Frank Sharry, executive director of America's Voice, said voters had delivered "an electoral rebuke of candidates who ran on racism and xenophobia instead of racial unity and solving problems."
But groups in favor of restricting immigration also claimed they'd scored victories in Tuesday's election.
"The American people voted out of office a large number of low-enforcement, high-immigration politicians of both parties," Roy Beck, executive director of NumbersUSA, said on Twitter.
He pointed to the defeats of Democrats such as Sen. Heidi Heitkamp in North Dakota and Sen. Claire McKaskill in Missouri, who he said have consistently supported more foreign workers and less immigration enforcement and "lost re-election to challengers who pledged a much different approach."
Some other notable victories for immigration hardliners:
Former GOP Rep. Ron DeSantis, who campaigned as a supporter of Trump's immigration policies, won his bid for governor in Florida.
Rep. Steve King, R-Iowa, who has long advocated immigration crackdowns and drawn fire for controversial remarks about immigrants, won re-election for a ninth term.
For his part, Trump showed no sign that he'd shift his approach to immigration after Tuesday's vote. He told reporters Wednesday that candidates who embraced his strategy had excelled at the polls.
"The people of the country are very happy with the job that I'm doing," Trump said, "and you know, looking ahead to 2020, one of the things they want so much is security. They want security, both at the border. They want it with our military. They want it with law enforcement. They want it with ICE."

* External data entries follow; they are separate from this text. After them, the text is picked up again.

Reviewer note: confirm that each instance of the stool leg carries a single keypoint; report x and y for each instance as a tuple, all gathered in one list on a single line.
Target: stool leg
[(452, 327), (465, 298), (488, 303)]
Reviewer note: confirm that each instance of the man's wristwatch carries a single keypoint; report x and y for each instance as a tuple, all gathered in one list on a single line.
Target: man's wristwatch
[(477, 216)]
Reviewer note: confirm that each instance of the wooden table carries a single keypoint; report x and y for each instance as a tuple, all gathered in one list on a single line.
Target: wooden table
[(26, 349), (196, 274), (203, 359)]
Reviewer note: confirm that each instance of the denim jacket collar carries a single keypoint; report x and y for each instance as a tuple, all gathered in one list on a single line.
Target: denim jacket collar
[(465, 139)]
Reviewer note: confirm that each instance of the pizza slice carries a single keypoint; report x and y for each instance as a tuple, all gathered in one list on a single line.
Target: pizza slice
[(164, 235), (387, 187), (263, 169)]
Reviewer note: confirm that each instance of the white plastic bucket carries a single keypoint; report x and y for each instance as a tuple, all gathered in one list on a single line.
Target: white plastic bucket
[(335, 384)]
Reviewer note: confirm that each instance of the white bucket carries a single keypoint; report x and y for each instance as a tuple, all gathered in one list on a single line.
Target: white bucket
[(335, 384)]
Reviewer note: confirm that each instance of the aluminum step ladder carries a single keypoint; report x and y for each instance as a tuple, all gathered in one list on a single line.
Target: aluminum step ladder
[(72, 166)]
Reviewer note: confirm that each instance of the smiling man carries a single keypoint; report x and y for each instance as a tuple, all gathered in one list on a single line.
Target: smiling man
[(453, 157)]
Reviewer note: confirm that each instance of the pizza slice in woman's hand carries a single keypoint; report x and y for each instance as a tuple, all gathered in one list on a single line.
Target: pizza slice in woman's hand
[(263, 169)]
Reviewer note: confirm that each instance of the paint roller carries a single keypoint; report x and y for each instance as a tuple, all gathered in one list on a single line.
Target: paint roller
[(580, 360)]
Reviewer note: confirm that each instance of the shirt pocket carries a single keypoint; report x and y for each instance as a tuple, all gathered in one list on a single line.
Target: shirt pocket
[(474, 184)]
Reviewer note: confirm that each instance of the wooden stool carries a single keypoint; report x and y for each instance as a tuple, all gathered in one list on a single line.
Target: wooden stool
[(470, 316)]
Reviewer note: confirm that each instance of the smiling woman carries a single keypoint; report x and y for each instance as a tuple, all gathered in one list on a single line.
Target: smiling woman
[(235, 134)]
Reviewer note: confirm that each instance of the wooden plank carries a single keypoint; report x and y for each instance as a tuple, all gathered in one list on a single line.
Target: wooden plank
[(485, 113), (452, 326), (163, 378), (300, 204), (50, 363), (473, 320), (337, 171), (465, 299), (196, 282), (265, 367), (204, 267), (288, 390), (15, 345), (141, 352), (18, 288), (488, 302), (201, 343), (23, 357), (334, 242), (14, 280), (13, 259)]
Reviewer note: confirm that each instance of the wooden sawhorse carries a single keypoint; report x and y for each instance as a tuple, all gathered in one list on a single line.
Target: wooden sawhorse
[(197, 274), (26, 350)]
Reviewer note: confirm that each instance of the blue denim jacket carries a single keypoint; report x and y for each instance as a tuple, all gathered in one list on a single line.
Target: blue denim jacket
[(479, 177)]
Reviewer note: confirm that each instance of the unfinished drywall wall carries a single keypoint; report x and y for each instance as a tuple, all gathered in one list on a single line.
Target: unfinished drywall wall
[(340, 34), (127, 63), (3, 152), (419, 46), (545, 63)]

Even though Trump placed immigration front and center in his closing argument leading up to Tuesday's vote, most voters didn't rank it as the top issue facing the country.

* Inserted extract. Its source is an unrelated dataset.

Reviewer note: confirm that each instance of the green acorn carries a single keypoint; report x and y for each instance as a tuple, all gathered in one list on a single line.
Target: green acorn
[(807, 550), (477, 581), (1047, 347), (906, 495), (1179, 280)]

About a quarter of voters said immigration was the most important issue, according to exit polls. Of those voters, 75% were Republicans.
About half of voters (46%) said Trump's immigration policies are too tough. A third said they're just right, and another 17% said they're not tough enough.
That's an indication that even though some high-profile hardliners lost at the polls, policies they've championed are still likely to be part of the conversation going forward, with Trump continuing to lead the charge.